Wäschepflege ohne Waschraum: Stauraum und Arbeitsfläche clever planen
Wer keinen separaten Waschraum besitzt, steht vor einer typischen Herausforderung: Die Waschmaschine muss ins Bad oder in den Flur, und trotzdem soll alles praktisch und aufgeräumt wirken. Der Schlüssel liegt in einer durchdachten Planung, die sowohl den Platzbedarf der Maschine als auch den täglichen Arbeitsablauf berücksichtigt. Messen Sie zuerst die verfügbare Fläche genau aus – inklusive Türöffnungswinkel und Bewegungsraum vor der Maschine.
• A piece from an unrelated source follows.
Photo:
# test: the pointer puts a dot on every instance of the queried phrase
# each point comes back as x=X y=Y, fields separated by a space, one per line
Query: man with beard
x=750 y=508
Bedenken Sie, dass Sie für das Befüllen und Entladen mindestens 80 Zentimeter freie Fläche benötigen, sonst wird jede Wäscheladung zur Geduldsprobe. Erst wenn diese Grundmaße stehen, können Sie über Stauraum und Arbeitsfläche nachdenken.
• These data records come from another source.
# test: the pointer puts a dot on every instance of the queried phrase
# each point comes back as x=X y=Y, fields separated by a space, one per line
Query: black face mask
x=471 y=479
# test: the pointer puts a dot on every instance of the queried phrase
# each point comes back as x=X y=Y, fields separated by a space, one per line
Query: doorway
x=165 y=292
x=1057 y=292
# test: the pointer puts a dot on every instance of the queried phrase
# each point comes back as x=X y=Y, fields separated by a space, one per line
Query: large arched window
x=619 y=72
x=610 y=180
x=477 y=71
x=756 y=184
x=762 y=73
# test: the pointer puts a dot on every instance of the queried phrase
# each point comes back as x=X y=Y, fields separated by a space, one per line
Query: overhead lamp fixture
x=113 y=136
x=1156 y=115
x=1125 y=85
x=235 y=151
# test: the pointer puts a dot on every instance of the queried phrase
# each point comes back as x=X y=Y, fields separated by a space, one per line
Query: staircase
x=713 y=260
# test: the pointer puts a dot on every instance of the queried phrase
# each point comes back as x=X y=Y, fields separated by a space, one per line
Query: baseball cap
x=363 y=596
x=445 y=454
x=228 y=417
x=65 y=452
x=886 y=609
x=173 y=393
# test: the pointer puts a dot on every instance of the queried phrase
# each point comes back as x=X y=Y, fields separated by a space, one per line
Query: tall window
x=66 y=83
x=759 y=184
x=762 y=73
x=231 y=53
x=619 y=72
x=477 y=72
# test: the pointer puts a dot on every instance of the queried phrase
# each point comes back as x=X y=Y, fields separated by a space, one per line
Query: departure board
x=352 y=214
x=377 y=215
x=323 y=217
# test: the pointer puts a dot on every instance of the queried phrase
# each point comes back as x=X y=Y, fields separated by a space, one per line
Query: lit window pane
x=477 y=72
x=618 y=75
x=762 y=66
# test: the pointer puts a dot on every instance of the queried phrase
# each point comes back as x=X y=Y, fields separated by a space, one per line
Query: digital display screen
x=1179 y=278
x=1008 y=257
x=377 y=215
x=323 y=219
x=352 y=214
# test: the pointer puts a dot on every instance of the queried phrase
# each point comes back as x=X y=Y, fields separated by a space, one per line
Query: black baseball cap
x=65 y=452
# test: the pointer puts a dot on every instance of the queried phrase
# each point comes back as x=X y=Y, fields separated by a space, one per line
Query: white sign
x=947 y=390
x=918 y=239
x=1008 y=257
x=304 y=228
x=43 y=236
Im Bad bietet sich oft die Nische neben dem Waschbecken oder unter dem Fenster an. Optimal ist ein Unterbau-Schrank, der die Waschmaschine aufnimmt und gleichzeitig eine durchgehende Arbeitsplatte schafft. Darüber lassen sich Wäschekörbe, Waschmittel und Vorratsbehälter in Hochschränken oder offenen Regalen unterbringen. Achten Sie darauf, dass die Arbeitsfläche aus feuchtigkeitsresistentem Material wie Quarz oder HPL besteht – das übersteht auch Spritzer und Dampf. Im Flur hingegen müssen Sie die Waschmaschine häufig in einen vorhandenen Schrank integrieren. Hier empfiehlt sich ein Modell mit Frontlader, da Sie die Trommel bequem von oben beladen können, ohne dass die Maschine nach vorne herausragt. Planen Sie außerdem eine schmale Klappe oder eine Aussparung in der Schrankrückwand, damit die Schläuche und das Kabel sauber verlegt werden können.
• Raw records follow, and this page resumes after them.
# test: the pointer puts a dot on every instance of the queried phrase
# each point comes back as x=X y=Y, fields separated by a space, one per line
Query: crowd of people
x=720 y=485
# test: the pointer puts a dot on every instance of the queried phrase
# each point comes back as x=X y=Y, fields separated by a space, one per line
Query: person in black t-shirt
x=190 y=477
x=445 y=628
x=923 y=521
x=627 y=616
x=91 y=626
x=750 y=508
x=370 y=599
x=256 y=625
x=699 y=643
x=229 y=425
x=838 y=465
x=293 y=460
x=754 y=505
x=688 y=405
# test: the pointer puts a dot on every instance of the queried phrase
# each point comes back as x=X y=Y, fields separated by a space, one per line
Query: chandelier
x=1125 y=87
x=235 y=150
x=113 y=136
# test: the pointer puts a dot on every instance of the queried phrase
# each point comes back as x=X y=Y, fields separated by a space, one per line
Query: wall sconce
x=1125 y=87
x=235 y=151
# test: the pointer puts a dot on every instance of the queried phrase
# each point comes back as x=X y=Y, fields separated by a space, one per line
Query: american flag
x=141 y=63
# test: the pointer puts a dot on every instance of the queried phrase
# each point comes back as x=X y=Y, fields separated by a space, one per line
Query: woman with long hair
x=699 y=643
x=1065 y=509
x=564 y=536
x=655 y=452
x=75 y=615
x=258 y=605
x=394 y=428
Ein häufiger Fehler ist die Vernachlässigung der Anschlüsse: Wasserzulauf und Abfluss müssen in der Nähe sein, sonst wird aus der eleganten Lösung schnell eine Schlauchschlacht durch die Wohnung. Lassen Sie die Anschlusspunkte idealerweise von einem Fachmann setzen und denken Sie an einen eigenen Abstellhahn, damit Sie die Maschine bei Wartungsarbeiten schnell vom Wasser trennen können. Wer die Waschmaschine in der Küche plant, findet dort oft schon die nötigen Anschlüsse – doch die Platzierung zwischen Spüle und Herd erfordert besondere Sorgfalt, denn Hitze und Feuchtigkeit können dem Gerät zusetzen. Falls Sie über diese Variante nachdenken, lohnt sich ein Blick auf die Waschmaschinen-Integration in der Küche, denn dort sind die typischen Probleme und Lösungen anschaulich beschrieben. Im Bad oder Flur sollten Sie dagegen prüfen, ob der Boden wirklich eben ist und ob die Maschine genügend Abstand zu Wänden und Möbeln hat, um Vibrationen zu vermeiden.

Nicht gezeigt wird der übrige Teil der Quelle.